Ainsi, à l’en croire, la Chine serait en train de concevoir sa propre « cryptomonnaie » et l’idée d’un « crypto-euro » ferait son chemin dans les couloirs sombres et sinueux de la BCE.

Certains commentateurs sont plus prudents et se contentent de dire que la Chine conçoit une monnaie numérique. Mais, dans un pays aussi technophile, les yuans qui s’échangent actuellement ne sont-ils pas déjà en grande partie numériques ? Il s’agit donc d’autre chose, alors précisons le propos : la Chine bâtirait un nouveau système (nommé « Digital Currency Electronic Payment » ou DCEP) pour remplacer du vieux réseau Swift – que par ailleurs la Chine ne contrôle pas – par quelque chose de plus efficace… étant entendu que « l’efficacité » recherchée par les autorités chinoises ne s’arrête pas à la rapidité des transactions et la réduction des frictions [2]. Un registre décentralisé alors ? Pas sûr, la décentralisation n’est pas franchement utile au pays du parti unique, il s’agirait au mieux d’un registre distribué, une blockchain « permissionnée » partagée entre les banques du pays sous le contrôle de la banque centrale. Une évolution majeure, certes, mais en aucun cas une cryptomonnaie dans le sens où la plupart des gens l’entendent.
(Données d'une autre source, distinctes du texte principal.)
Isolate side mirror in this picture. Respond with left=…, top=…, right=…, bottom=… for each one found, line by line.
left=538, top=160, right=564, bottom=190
Et le crypto-euro alors ? Une monnaie numérique ? L’euro, lui aussi, est déjà en grande partie numérique. Une monnaie sans intermédiaires entre les citoyens et leur banque centrale ? Excellente idée, mais pour se débarrasser des tiers privés (les banques commerciales) à l’origine des frictions, des lenteurs et des surcoûts contre lesquels on souhaite lutter, ne faudra-t-il également renoncer aux « services » qu’ils rendent à l’Etat : enregistrer l’identité des citoyens, surveiller leurs comptes en banques et leurs transactions, dénoncer tout comportement inhabituel, bloquer les comptes… ? Et si on maintient ces tiers, comme c’est probable, quel serait dès lors l’intérêt d’un crypto-euro reposant sur une blockchain consortiale si de toute façon il n’est pas question de renoncer aux lourdeurs de ces intermédiaires privés ni de créer un véritable cash électronique qui soit l’équivalent numérique des pièces et des billets produits par la banque centrale ?
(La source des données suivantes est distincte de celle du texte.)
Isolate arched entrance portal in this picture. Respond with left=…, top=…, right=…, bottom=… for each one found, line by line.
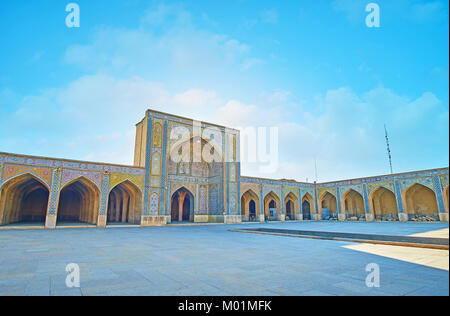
left=241, top=190, right=260, bottom=222
left=264, top=191, right=282, bottom=221
left=170, top=188, right=194, bottom=222
left=107, top=180, right=142, bottom=225
left=286, top=200, right=295, bottom=221
left=0, top=174, right=49, bottom=225
left=341, top=190, right=366, bottom=220
left=284, top=192, right=300, bottom=221
left=302, top=193, right=315, bottom=220
left=404, top=183, right=439, bottom=221
left=302, top=201, right=311, bottom=221
left=57, top=178, right=100, bottom=225
left=369, top=187, right=398, bottom=221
Aujourd’hui comme hier : Pop corn pour les bitcoiners.


[1] S’il y a bien de la cryptographie derrière Bitcoin, le terme « crypto » conduit parfois certaines personnes à penser que tout le système est « crypté » donc opaque. C’est un contresens. Contrairement aux banques, dans Bitcoin tout est transparent et public : les « comptes », les transactions, le code source, les débats entre les développeurs…

[2] En Chine – mais c’est une conception partagée par bien d’autres Etats – une monnaie numérique n’est considérée comme efficace que si elle garantit au pouvoir un contrôle absolu de toutes les transactions réalisées par la population. Pour un Etat autoritaire voilà en effet un outil radical (de plus) pour lutter contre les délinquants, les criminels, les journalistes un peu trop indépendants et autres dissidents de toute obédience, mais également pour prévenir toute velléité de contestation chez le simple citoyen.